How to Stop Emotional Eating

How to Stop Emotional Eating

You just lost your job. Or broke up with your lover. Or it’s the end of the month and you’re broke. Again.

No matter what challenges in life you’re going through, there’s probably been a few times that you’ve reached for the pint of ice cream to ease the emotional pain. Or the one pound chocolate bar. Or the extra large bag of barbeque potato chips. OR ALL THREE.

I’ve been there myself. I have been put through the ringer by life more times than I can count. For me, it’s usually relationship issues that trigger my emotional eating reflexes. And next thing I know, I’m clearing out the grocery store of Salted Caramel Dark Chocolate Bars.

In all seriousness, emotional eating can be one of the most challenging hurdles to overcome when you’re trying your best to have a healthy, nourishing relationship with food. I struggled for years with emotional eating until I became more self-aware of the triggers that caused me to do it. Once I learned WHY I was emotionally eating, I was able to curb my behavior and get clear about what I truly needed in those moments.

In my new YouTube vlog, I share my most effective strategies and personal tips with you about how you can stop emotional eating and start making more supportive food choices (especially in the really tough, distressing moments).

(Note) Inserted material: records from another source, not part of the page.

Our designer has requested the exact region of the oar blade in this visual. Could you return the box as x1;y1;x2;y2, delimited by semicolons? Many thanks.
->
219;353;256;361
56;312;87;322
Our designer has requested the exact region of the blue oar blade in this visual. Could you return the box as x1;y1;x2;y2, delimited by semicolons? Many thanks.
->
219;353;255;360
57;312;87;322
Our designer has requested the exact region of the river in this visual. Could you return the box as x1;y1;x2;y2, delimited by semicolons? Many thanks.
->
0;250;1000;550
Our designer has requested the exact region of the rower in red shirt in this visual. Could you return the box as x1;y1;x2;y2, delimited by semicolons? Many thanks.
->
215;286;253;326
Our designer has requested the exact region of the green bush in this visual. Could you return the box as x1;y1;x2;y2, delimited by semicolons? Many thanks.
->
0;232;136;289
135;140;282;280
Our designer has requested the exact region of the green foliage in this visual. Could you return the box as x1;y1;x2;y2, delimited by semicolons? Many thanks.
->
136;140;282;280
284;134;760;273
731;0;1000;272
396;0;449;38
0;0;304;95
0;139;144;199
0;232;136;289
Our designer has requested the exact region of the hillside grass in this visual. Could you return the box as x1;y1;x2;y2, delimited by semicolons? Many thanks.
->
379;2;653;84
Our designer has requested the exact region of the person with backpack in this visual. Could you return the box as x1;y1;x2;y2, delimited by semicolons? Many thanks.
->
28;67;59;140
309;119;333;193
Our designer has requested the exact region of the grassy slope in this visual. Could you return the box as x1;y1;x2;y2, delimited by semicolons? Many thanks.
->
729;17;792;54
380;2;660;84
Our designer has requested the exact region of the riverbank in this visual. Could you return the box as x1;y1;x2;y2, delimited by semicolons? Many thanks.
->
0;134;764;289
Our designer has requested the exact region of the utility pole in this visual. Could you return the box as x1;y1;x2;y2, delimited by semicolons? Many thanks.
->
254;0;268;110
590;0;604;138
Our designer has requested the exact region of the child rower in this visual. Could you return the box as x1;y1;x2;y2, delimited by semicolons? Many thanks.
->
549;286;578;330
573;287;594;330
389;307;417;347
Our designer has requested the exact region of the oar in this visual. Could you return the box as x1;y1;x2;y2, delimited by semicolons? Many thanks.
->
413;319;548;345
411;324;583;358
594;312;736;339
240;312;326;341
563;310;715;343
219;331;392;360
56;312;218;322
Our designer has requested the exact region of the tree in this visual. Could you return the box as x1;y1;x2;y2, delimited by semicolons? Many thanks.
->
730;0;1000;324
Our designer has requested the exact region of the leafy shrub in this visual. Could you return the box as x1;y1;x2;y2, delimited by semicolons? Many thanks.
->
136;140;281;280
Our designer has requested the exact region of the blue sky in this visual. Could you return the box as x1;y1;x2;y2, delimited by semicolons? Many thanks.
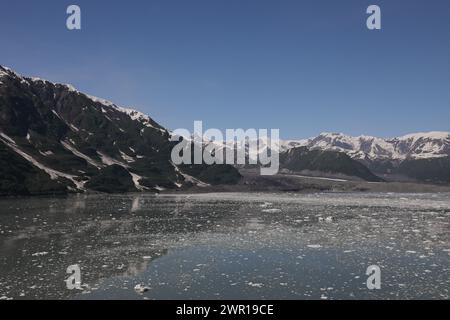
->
0;0;450;138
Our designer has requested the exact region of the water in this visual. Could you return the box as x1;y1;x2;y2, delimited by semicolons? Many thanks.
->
0;193;450;299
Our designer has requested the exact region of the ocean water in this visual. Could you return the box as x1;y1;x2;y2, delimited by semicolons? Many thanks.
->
0;193;450;299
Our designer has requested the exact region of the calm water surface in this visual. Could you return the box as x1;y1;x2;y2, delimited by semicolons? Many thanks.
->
0;193;450;299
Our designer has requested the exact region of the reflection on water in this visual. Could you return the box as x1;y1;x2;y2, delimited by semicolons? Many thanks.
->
0;193;450;299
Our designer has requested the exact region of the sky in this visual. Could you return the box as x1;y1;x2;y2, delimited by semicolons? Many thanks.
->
0;0;450;139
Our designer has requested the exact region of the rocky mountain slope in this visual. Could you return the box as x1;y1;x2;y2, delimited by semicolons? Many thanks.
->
0;66;239;194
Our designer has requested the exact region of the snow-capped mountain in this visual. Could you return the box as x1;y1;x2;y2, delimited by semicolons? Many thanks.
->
253;132;450;161
0;66;239;195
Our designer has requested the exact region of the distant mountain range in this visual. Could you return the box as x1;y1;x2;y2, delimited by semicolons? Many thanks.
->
0;66;450;195
0;66;240;195
250;132;450;184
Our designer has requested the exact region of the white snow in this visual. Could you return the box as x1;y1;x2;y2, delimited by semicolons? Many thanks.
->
60;141;102;169
0;132;85;190
119;150;136;163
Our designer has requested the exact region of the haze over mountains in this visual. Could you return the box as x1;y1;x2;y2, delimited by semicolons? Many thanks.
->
0;66;450;195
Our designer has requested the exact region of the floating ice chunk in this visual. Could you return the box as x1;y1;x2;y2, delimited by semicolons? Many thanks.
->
262;209;281;213
247;282;264;288
134;284;149;294
32;251;48;257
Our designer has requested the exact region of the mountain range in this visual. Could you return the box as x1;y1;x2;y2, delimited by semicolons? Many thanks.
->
0;66;240;195
0;66;450;195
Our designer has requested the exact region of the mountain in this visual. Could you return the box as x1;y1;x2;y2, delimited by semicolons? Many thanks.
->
227;132;450;183
306;132;450;160
278;132;450;183
0;66;240;194
280;147;382;181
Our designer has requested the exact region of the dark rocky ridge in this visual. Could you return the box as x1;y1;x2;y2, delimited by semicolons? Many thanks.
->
0;66;240;195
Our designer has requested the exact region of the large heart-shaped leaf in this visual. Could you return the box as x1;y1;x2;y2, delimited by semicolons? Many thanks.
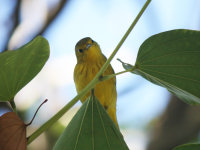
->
119;29;200;105
173;144;200;150
53;96;128;150
0;36;49;102
0;112;27;150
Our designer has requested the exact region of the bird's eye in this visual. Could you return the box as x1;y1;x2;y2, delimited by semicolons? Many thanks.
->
78;49;83;53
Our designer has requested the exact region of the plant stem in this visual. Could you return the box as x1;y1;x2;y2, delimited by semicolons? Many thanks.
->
10;99;17;114
27;77;99;145
27;0;151;145
100;66;135;81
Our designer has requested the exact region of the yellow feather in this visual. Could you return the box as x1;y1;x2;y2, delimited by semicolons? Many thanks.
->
74;38;118;127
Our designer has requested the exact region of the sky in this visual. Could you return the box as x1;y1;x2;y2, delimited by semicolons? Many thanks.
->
0;0;200;150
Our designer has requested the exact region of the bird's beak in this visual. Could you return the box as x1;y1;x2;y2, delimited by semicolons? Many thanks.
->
86;44;92;50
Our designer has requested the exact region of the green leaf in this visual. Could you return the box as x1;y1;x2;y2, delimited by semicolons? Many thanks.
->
0;36;49;102
53;96;128;150
119;29;200;105
173;144;200;150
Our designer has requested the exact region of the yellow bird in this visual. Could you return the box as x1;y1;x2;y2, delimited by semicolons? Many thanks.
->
74;37;118;127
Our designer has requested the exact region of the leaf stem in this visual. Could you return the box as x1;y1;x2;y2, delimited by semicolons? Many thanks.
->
100;66;135;81
27;0;151;144
27;77;99;145
10;99;17;114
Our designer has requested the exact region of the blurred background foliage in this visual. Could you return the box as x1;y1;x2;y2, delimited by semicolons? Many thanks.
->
0;0;200;150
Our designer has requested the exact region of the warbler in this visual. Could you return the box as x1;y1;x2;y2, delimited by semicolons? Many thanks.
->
74;37;119;128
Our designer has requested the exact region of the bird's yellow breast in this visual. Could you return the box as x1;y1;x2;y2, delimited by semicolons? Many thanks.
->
74;61;117;106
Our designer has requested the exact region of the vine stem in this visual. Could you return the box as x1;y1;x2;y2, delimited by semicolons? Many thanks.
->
27;0;151;145
10;99;17;114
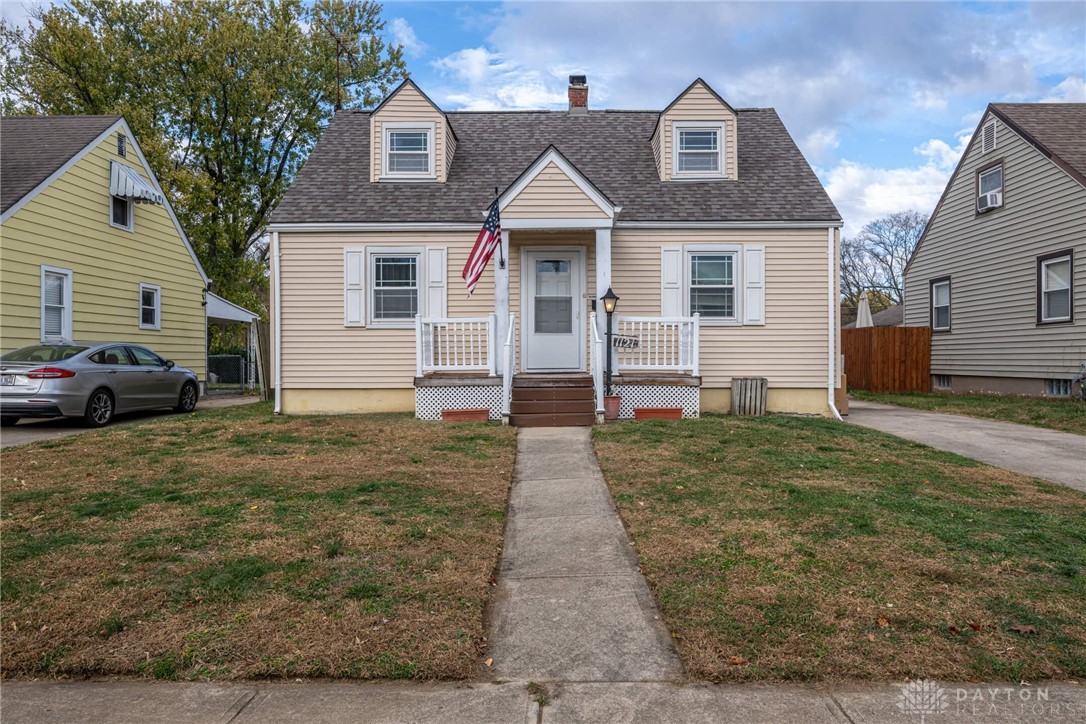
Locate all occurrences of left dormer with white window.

Click the video below to watch now:

By shifting your food choices to healthier options for snack time, becoming aware of your emotional trigger points and practicing giving yourself what you truly need on an emotional and physical level – you’ll start to change your behavior and your relationship to food.

Because Salted Caramel Dark Chocolate tastes a LOT better when you’re not devouring them like a distraught wolverine floating in a river of tears. Trust me on this one.